It might’ve taken place in Swiss Church in the heart of Soho, but Nicholas Daley’s presentation for spring/summer 2019 lifted us spiritually to the dingy, poorly-lit clubs of Scotland in the late 70s. It was a time when his parents, Jeffrey and Maureen, were hosting the country’s seminal reggae nights, bringing together ethnic minorities in a political era that was notorious for fuelling the far-right vitriol directed towards them.
At the time, Daley’s parents had created something nobody had seen before in Scotland: a safe space for people of colour that welcomed everybody with respect for the craft — and the community — with open arms. It opened in 1978, it ran under the name Reggae Klub for four years. 40 years on and their son brought it back again for his new collection, presented on the final day of London Fashion Week Men’s.
The concept of unity was pivotal to the collection, titled SLYGO, and the presentation too, deconstructing the ways in which we can band together and exchange cultural experiences. After using jazz musicians to model his collection in a more modest manner for autumn/winter 2018, this time around, Daley went superscale: Swiss Church had been decked out with a full band set-up, designed to replicate the look of Reggae Klub’s stage; patterned rugs, incense and all.
Daley again enlisted some of Britain’s most exciting voices in music, art and performance to become his models, including the ever-brilliant Nabiha Iqbal and Cosmo Pyke, who both graced the mic in a series of scheduled performances, alongside artists like DJ Don Letts, drummer Yussef Dayes and spoken word artist Obongjayar.
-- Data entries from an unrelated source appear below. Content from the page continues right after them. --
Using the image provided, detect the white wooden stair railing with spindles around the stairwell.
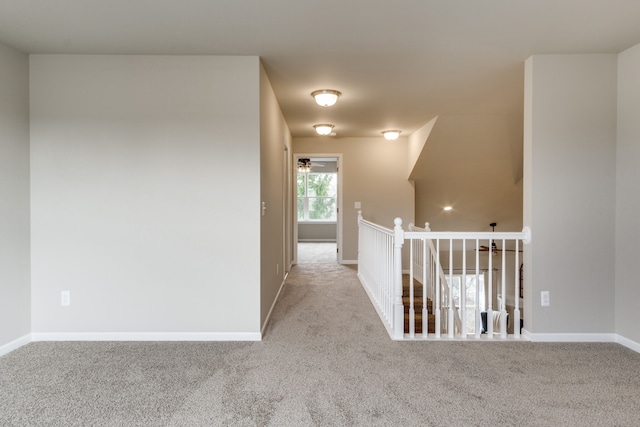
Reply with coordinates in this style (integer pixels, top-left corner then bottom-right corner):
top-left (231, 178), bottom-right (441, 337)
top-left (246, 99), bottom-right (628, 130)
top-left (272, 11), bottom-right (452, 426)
top-left (358, 212), bottom-right (531, 339)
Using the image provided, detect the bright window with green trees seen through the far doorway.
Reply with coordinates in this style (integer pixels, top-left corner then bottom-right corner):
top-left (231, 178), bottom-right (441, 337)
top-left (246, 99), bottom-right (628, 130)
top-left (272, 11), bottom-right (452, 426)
top-left (298, 172), bottom-right (338, 222)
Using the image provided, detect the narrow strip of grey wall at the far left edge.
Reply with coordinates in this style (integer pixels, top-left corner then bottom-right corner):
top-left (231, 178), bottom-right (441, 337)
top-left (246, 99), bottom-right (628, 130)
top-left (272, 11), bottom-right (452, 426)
top-left (0, 43), bottom-right (31, 355)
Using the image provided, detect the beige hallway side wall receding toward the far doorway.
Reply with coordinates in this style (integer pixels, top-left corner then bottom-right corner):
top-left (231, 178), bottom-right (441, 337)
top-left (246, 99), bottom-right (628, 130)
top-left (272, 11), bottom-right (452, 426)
top-left (260, 64), bottom-right (291, 329)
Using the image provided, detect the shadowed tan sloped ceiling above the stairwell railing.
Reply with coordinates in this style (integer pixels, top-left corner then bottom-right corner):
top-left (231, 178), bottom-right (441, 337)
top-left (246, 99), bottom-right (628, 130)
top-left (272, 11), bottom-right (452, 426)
top-left (410, 115), bottom-right (523, 231)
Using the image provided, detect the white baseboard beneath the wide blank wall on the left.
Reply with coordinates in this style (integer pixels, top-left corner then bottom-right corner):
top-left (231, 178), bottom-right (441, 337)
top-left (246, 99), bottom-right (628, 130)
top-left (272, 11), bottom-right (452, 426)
top-left (31, 332), bottom-right (262, 341)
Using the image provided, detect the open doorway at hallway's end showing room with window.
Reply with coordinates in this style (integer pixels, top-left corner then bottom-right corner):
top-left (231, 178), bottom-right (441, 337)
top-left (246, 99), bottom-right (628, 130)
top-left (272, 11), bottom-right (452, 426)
top-left (293, 154), bottom-right (342, 264)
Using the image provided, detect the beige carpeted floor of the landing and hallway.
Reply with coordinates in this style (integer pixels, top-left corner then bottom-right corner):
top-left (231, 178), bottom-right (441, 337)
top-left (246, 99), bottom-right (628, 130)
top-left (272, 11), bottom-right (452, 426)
top-left (0, 263), bottom-right (640, 426)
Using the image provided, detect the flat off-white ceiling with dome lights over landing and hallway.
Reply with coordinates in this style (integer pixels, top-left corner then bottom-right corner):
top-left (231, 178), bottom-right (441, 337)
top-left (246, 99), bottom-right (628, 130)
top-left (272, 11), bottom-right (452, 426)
top-left (0, 0), bottom-right (640, 136)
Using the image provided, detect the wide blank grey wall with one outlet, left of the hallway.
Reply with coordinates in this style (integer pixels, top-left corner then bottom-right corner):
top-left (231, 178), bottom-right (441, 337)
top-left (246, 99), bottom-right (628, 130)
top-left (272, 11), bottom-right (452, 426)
top-left (30, 55), bottom-right (262, 339)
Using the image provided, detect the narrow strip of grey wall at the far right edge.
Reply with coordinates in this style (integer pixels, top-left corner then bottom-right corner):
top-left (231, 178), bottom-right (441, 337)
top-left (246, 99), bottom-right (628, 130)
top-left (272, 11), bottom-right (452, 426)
top-left (615, 45), bottom-right (640, 346)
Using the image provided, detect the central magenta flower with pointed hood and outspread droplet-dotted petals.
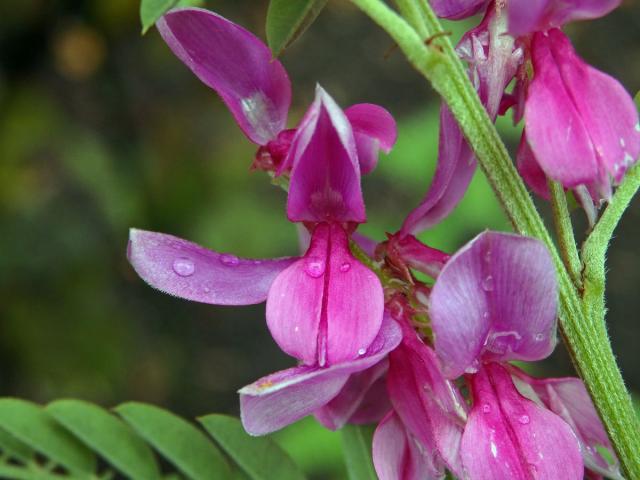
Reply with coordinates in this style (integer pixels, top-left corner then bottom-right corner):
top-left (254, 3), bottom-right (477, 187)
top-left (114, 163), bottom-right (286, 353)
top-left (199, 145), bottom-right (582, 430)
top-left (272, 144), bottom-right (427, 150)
top-left (128, 8), bottom-right (400, 435)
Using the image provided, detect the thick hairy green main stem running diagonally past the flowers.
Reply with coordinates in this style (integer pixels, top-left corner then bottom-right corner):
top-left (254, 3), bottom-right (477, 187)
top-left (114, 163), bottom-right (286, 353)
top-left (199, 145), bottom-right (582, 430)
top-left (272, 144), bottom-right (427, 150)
top-left (351, 0), bottom-right (640, 478)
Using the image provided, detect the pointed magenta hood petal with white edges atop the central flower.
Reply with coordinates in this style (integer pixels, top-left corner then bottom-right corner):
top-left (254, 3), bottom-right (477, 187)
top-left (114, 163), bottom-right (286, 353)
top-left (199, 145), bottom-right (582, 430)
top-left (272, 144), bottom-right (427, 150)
top-left (283, 86), bottom-right (366, 223)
The clothes paid homage to his parents’ past, while taking reference from the way once underground subcultures have started to inform today’s zeitgeist. Daley’s work has always played with his half-Jamaican, half-Scottish heritage. For this collection, ‘Reggae Klub’ t-shirts originally designed by his parents were given a reboot in a selection of 70s-spun colourways, like mustards and khaki shades — Cosmo rocked his with a pleated kilt. Elsewhere on stage, crocheted vests and bags felt like traditional Jamaican fashion staples, but were layered and paired with hunting and military-style jackets and shirts. But Daley’s versions were casual in comparison: unpretentious, cool, and as welcome in reggae club as they would be at a shooting range on Sunday. His relaxed jacquard suits — particularly a bright, boldly-patterned one worn by Nabihah — were another standout moment in a collection that was consistently rich, presented in an appropriate and high-spirited way.
For a designer like Daley, a collection like this that’s so satisfying from both a creative and cultural standpoint is proof that his future is bright. “The club was an extension of our beliefs that music is a unifying force,” Daley’s parents said, in regards to the night that helped champion black British culture, if only in a modest manner; the latest work of their son proved that fashion has the power to do the same.